Al suo arrivo in aula la Chaouqui ha portato la sua tesi di laurea sulla “prova nel giudizio abbreviato” dedicata ai magistrati Giovanni Falcone e Paolo Borsellino e ha attaccato monsignor Lucio Angel Vallejo Balda, imputato insieme con lei con l’accusa di essere uno dei “corvi” di Vatileaks 2: “Accusare di mafia me che vengo dalla Calabria è la peggiore accusa che quel verme poteva fare”. La Chaouqui si riferiva a una frase attribuitale dal prelato spagnolo durante il suo interrogatorio secondo la quale la pr calabrese gli avrebbe detto: “Qua dobbiamo cercare aiuto e l’unico aiuto possibile è la mafia”. Secondo quanto ha riferito Vallejo Balda, infatti, la Chaouqui era molto arrabbiata per aver perso il lavoro dopo essere stata nella Cosea, la Commissione referente per lo studio degli affari economici e amministrativi della Santa Sede istituita da Bergoglio poco dopo la sua elezione.

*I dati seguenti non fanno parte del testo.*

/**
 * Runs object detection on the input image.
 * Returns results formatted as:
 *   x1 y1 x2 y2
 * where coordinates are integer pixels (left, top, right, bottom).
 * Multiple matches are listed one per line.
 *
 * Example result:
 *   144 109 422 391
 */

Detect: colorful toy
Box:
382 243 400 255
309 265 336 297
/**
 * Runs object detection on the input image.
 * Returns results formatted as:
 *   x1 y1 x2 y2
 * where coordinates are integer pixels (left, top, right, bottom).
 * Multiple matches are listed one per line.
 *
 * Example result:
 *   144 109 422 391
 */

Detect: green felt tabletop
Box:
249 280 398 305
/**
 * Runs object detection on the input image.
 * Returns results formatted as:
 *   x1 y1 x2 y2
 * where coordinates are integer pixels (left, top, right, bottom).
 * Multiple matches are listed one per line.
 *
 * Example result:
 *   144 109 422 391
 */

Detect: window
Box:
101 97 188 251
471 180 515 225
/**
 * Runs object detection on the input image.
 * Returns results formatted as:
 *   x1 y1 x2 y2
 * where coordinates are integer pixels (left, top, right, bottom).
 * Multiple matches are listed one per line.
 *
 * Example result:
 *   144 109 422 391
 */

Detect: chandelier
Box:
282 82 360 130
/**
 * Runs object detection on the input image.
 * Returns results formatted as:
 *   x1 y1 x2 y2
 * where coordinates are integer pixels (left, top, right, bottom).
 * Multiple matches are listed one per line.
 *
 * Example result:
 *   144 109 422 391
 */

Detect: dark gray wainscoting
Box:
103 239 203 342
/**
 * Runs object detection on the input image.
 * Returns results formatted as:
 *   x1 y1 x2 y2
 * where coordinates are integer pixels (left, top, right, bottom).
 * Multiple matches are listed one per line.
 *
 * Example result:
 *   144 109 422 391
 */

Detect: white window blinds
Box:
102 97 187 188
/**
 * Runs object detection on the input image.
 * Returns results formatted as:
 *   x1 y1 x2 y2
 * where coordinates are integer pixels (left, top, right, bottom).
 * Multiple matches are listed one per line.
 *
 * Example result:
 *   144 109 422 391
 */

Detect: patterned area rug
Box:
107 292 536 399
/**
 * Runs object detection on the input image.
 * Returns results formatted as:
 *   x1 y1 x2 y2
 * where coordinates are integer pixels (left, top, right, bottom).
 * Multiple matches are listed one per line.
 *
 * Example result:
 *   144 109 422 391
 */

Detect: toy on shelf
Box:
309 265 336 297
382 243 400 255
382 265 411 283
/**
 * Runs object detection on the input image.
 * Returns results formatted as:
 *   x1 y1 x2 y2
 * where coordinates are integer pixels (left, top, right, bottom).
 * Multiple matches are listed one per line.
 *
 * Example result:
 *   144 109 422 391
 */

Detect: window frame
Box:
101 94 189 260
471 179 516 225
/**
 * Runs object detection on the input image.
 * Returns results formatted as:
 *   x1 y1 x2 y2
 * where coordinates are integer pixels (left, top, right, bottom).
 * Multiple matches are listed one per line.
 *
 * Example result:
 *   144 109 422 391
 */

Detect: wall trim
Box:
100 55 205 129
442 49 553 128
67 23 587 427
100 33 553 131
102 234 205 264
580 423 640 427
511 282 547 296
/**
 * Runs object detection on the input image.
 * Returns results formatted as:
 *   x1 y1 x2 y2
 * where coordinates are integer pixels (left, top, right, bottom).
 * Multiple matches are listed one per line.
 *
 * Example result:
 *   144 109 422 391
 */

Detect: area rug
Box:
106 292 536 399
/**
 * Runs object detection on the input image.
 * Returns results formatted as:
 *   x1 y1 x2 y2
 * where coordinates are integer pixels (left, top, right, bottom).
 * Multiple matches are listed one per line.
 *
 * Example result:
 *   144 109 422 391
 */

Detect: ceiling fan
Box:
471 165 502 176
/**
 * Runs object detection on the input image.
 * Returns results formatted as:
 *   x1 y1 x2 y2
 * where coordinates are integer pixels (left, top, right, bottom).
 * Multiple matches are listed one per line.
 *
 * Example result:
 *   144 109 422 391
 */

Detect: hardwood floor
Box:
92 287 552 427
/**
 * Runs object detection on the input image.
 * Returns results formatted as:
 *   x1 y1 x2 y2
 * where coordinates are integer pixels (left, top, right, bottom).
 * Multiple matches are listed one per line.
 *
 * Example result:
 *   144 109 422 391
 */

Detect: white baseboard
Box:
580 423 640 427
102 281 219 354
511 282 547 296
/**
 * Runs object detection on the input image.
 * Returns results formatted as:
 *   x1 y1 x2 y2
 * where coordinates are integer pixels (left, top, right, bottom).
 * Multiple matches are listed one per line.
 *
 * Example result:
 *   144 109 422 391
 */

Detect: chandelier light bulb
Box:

Nel controinterrogatorio il prelato spagnolo, che ha scagionato il suo collaboratore Nicola Maio anche lui imputato, ha affermato di aver avuto “l’impressione di una confidenza familiare della Chaouqui con Luigi Bisignani e Paolo Berlusconi”. Sulle minacce ricevute dalla pr, Vallejo Balda ha riferito un whatsapp ricevuto dalla Chaouqui: “Ti distruggerò davanti a tutti i giornali e sai che posso farlo”. E ha commentato: “Se questa non è una minaccia concreta”. Il prelato spagnolo ha dichiarato anche di “aver interpretato alcune domande di Fittipaldi come chissà cosa sapesse nei miei confronti e potesse ricattarmi, ma non sono state minacce dirette e concrete. Quando litigai con la Chaouqui, Nuzzi mi disse: ‘Dovete fare pace perché Francesca può farti molto male’. E mi sono sentito minacciato anche perché ho scoperto che erano state fatte indagini su di me all’anagrafe del mio paese in Spagna”.

Nel suo interrogatorio Fittipaldi, autore del volume “Avarizia” sulle finanze vaticane, ha dichiarato di aver avuto da Vallejo Balda documenti di poco interesse giornalistico tranne una lettera sul bilancio dello Ior e una missiva del cardinale australiano George Pell. “È compito del giornalista – ha affermato Fittipaldi davanti ai giudici – pubblicare documenti che le istituzioni che li producono vogliono tenere riservati. È il mio mestiere: l’ho fatto e lo rifarei di nuovo. Non vedo delitto in tutto questo”. Per due volte il cronista, che ha negato di aver avuto con il presule spagnolo uno scambio di documenti cartacei, ha opposto il segreto professionale alle domande del pm vaticano che voleva dimostrare una sua cooperazione con il monsignore. Fuori dall’aula il giornalista ha poi commentato: “Oggi ho avuto ancor di più la conferma che si tratti di un processo farsesco. Non mi viene nemmeno più contestato di aver fatto minacce ma di aver fatto domande”.